PaulaTb3.12$resp <- as.integer(PaulaTb3.12$resp) - 1
plot(resp ~ vol, data = PaulaTb3.12)
m0 <- glm(resp ~ vol,
data = PaulaTb3.12,
family = binomial)
summary(m0)
dl <- -coef(m0)[1]/coef(m0)[2]
# str(m0$family)$link
plot(resp ~ vol, data = PaulaTb3.12)
curve(m0$family$linkinv(coef(m0)[1] + coef(m0)[2] * x),
add = TRUE)
abline(v = dl, h = 0.5, lty = 2)
n <- nrow(PaulaTb3.12)
i <- 1:n
DL <- sapply(i,
FUN = function(i) {
m0 <- glm(resp ~ vol,
data = PaulaTb3.12[-i, ],
family = binomial)
# Estimativa Parcial.
DL <- -coef(m0)[1]/coef(m0)[2]
# Pseudo-valor.
n * dl - (n - 1) * DL
})
m <- mean(DL)
e <- sd(DL)/sqrt(n)
plot(density(DL))
rug(DL)
#-----------------------------------------------------------------------
# Tempo do primeiro lugar nas provas de Monza desde 1950.
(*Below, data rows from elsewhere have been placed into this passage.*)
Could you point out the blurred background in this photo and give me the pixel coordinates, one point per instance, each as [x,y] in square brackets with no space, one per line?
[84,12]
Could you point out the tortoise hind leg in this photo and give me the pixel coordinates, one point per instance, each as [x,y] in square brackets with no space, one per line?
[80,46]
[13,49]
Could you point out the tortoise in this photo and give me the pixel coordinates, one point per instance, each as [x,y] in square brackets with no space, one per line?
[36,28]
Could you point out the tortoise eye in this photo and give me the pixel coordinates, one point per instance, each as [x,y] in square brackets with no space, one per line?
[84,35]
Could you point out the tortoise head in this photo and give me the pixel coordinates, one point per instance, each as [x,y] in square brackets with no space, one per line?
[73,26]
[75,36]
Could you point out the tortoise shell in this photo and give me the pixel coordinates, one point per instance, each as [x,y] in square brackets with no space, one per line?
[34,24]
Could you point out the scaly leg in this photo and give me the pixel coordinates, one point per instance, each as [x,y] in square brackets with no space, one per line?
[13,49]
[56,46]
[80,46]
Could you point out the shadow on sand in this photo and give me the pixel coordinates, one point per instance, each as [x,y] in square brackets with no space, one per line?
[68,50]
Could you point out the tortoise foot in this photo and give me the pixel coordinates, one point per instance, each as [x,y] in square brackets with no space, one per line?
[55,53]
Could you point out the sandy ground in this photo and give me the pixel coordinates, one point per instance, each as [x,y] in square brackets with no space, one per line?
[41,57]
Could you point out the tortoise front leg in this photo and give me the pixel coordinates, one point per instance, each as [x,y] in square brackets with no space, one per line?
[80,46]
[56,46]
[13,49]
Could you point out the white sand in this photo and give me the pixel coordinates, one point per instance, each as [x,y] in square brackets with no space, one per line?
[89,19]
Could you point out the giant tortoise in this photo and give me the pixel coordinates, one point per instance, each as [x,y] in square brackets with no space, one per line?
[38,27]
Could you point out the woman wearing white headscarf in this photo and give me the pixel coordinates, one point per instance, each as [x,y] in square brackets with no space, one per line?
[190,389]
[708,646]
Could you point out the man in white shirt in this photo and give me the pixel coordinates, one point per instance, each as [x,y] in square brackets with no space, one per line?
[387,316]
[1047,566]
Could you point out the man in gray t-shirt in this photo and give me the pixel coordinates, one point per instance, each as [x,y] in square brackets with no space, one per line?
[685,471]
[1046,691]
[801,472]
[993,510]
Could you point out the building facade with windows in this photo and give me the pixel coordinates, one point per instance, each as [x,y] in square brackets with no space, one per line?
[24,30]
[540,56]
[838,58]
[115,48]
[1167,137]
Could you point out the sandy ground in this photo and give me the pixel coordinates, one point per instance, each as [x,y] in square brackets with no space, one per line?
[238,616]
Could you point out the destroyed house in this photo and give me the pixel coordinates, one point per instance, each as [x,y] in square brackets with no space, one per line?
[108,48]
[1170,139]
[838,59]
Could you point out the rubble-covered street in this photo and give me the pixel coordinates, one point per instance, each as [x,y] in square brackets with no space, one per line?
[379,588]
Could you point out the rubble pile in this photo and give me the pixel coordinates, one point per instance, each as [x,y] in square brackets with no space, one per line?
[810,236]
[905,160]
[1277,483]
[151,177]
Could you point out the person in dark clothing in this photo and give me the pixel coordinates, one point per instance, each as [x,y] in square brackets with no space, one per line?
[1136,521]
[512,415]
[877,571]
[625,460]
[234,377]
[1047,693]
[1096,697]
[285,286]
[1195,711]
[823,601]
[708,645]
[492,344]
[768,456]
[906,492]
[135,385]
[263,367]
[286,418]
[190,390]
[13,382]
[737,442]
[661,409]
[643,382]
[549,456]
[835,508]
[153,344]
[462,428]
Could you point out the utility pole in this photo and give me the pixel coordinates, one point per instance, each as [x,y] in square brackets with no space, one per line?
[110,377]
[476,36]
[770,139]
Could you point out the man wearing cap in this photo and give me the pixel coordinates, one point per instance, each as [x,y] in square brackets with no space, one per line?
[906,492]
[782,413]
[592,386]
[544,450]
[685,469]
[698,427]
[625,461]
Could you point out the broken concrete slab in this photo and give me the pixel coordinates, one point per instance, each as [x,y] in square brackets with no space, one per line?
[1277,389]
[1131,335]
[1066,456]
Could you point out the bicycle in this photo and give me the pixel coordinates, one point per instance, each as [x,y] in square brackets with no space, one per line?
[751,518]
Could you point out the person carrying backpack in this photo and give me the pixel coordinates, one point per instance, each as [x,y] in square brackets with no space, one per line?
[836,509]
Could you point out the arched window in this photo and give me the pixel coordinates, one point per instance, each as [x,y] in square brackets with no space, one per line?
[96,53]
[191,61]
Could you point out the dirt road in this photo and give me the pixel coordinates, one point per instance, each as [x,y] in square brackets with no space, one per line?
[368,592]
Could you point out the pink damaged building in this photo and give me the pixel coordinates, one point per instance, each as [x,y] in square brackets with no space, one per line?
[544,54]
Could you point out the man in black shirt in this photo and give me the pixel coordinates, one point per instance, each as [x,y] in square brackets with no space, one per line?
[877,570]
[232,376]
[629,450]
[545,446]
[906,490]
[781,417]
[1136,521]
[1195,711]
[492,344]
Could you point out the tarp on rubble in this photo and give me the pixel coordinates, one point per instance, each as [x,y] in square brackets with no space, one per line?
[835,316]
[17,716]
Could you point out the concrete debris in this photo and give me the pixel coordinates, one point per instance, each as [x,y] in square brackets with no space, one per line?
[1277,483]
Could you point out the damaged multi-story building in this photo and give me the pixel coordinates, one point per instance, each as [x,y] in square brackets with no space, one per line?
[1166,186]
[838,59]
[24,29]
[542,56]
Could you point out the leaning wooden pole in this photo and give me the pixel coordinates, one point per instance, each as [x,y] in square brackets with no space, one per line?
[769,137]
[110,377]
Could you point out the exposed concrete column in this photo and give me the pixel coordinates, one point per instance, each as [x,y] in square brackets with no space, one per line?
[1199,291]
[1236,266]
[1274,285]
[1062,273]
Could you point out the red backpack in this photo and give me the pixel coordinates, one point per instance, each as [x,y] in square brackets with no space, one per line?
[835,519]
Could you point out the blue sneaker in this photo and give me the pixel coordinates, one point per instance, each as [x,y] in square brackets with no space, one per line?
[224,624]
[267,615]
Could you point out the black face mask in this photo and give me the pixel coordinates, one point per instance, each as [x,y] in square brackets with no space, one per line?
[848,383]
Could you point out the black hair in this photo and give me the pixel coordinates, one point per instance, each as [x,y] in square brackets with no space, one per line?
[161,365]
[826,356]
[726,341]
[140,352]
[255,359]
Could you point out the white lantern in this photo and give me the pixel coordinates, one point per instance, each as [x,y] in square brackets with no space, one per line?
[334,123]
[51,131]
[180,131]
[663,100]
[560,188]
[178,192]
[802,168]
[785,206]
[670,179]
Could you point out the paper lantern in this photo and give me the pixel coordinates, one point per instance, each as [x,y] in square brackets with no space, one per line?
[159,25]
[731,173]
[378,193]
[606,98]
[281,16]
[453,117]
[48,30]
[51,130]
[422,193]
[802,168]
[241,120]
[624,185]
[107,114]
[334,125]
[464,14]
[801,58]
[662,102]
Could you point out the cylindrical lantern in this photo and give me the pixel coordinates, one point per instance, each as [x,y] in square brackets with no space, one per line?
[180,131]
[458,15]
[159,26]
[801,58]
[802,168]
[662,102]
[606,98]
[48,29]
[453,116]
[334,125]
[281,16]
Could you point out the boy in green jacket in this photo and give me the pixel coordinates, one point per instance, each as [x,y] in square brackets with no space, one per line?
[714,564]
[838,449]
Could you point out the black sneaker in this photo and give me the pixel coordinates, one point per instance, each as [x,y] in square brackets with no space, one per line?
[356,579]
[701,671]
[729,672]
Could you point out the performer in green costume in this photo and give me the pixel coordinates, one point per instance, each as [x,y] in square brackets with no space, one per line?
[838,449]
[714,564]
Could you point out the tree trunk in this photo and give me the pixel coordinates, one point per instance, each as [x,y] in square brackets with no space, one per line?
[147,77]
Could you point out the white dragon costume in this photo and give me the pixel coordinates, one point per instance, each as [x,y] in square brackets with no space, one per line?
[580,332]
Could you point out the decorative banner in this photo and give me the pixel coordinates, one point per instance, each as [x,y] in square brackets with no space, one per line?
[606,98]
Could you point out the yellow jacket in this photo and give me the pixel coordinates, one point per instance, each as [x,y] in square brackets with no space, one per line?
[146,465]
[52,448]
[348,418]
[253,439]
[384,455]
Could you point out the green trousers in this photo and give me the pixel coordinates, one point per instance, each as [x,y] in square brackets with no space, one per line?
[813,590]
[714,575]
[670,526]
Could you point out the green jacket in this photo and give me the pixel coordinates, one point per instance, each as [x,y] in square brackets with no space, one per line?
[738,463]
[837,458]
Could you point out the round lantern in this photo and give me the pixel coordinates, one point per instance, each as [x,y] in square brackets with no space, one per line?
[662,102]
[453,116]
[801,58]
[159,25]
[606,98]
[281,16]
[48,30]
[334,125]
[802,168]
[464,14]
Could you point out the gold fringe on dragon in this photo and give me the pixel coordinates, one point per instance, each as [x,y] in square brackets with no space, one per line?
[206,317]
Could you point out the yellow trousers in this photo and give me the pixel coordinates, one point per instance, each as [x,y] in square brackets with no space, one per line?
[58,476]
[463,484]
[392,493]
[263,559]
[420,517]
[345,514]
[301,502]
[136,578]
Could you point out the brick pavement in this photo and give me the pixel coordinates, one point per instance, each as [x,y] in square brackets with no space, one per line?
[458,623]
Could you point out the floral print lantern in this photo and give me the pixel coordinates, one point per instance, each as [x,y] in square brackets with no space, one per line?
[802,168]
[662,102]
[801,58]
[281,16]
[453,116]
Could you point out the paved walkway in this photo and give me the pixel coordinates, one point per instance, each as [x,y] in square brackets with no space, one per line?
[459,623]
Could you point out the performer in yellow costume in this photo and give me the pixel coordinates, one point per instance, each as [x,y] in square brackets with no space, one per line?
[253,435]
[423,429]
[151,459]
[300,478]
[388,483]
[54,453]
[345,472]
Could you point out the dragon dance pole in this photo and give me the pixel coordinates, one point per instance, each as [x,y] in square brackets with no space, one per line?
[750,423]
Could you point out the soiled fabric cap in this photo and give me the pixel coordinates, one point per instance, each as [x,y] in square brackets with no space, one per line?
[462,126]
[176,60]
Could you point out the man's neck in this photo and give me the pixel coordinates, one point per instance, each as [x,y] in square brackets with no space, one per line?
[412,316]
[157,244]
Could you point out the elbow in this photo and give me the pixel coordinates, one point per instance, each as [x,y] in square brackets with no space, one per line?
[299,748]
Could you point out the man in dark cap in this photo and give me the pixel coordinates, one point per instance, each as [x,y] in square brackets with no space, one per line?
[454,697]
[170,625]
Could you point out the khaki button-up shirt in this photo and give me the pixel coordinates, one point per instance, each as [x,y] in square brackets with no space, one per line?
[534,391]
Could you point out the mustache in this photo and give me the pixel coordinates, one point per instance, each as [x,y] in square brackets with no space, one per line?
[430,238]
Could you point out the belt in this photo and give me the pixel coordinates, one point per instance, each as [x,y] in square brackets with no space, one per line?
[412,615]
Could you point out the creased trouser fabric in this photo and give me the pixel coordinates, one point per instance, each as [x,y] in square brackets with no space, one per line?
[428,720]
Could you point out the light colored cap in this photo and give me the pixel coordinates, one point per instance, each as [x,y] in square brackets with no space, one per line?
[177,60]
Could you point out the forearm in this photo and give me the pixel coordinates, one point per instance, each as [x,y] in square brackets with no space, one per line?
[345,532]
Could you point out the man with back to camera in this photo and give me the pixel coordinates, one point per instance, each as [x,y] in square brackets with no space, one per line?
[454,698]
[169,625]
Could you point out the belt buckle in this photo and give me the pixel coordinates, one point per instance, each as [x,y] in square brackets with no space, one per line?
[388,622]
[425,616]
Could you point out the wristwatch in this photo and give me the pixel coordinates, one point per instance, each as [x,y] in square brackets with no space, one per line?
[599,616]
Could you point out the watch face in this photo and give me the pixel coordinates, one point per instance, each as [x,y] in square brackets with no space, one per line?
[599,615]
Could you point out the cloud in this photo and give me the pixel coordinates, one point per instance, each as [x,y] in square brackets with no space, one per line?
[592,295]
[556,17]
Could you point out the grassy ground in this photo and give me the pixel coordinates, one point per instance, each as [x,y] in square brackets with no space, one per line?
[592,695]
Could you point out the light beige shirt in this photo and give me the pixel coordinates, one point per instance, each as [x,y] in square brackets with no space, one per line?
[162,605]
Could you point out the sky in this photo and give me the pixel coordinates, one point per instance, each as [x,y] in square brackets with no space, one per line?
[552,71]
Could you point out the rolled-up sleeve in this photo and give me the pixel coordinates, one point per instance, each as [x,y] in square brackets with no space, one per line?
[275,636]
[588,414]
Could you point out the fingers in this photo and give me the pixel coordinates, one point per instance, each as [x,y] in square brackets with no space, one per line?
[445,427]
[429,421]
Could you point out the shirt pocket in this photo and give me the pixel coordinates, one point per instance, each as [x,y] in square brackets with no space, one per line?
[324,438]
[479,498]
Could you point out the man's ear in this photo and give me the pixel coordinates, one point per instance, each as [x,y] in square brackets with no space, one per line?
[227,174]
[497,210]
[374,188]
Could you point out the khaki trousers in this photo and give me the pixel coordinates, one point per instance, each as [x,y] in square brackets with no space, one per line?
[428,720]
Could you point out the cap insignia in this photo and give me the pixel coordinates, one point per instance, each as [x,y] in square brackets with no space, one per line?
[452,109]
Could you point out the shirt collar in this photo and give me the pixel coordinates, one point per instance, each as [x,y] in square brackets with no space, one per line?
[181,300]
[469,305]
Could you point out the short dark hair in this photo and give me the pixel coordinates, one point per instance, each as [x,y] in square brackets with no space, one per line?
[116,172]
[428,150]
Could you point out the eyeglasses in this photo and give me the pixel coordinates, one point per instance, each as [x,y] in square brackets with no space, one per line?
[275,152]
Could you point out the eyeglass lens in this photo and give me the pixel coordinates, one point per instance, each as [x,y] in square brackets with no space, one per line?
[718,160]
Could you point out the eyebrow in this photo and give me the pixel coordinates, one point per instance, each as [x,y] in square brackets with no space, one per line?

# Lendo tabela direto do site.
da <- XML::readHTMLTable("http://www.4mula1.ro/s/?cdx=9b0870e&pos=1&idt=44")
da <- da[[1]]
summary(da)
# Anos das corridas.
da$ano <- as.integer(sub("^(\\d{4})-.*$", "\\1", da$Date))
# Tempo do primeiro colocado na prova.
library(lubridate)
x <- hms(da$Time)
da$tpro <- 60 * hour(x) + minute(x) + second(x)/60
#-----------------------------------------------------------------------
# browseURL("http://www.4mula1.ro/statistics/grandprix/")
xyplot(tpro ~ ano, data = da, type = c("p", "smooth"))
# Cria uma variável que começa em 0.
da$anoc <- da$ano - min(da$ano)
da <- na.omit(da)
plot(tpro ~ anoc, data = da)
start <- list(b0 = 160, b1 = -3, xb = 25)
with(start, {
curve(b0 + b1 * x * (x <= xb) + b1 * xb * (x > xb),
add = TRUE, col = 2)
})
# Ajuste do modelo não linear.
n0 <- nls(tpro ~ b0 +
b1 * anoc * (anoc <= xb) +
xb * b1 * (anoc > xb),
data = da, start = start)
# Resumo do ajuste.
summary(n0)
# Intervalos de confiança.
# confint(n0)
confint.default(n0)
# Curva ajustada.
plot(tpro ~ anoc, data = da)
with(as.list(coef(n0)), {
curve(b0 + b1 * x * (x <= xb) + b1 * xb * (x > xb),
add = TRUE,
col = 4)
})
#-----------------------------------------------------------------------
# Estimativas Jackknife para os parâmetros.
n <- nrow(da)
theta <- coef(n0)
thetaj <- matrix(0, nrow = n, ncol = length(theta))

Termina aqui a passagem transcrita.